Consuming Compound Fields
Consuming a compound Field is recursively expanded to be a consumption of the leaf atomic fields that comprise the compound Field.
Currently, the consumption of a compound field does not produce a value.
Variables
A Variable holds a value, the result of evaluating an Expression.
Variable names begin with an alphabetical character or underscore and contain any number of subsequent underscores or alphanumeric characters.

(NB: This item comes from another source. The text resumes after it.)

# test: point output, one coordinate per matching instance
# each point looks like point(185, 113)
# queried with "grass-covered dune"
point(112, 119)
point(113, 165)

Variables are assigned to via either the =
operator or as part of the :
operator:
var = 2 + 2
expect var == 4
# consumes the Byte field, and stores the value read from the field into var.
var : Byte
Other than when it appears on the left-hand side of an assignment operation, referring to a variable in an expression resolves to the value it contains.
Special Variables
The SDDL engine exposes some information to the description environment via the following implicit variables:
Name | Type | Value |
---|---|---|
_rem |
Number | The number of bytes remaining in the input. |
These variables cannot be assigned to.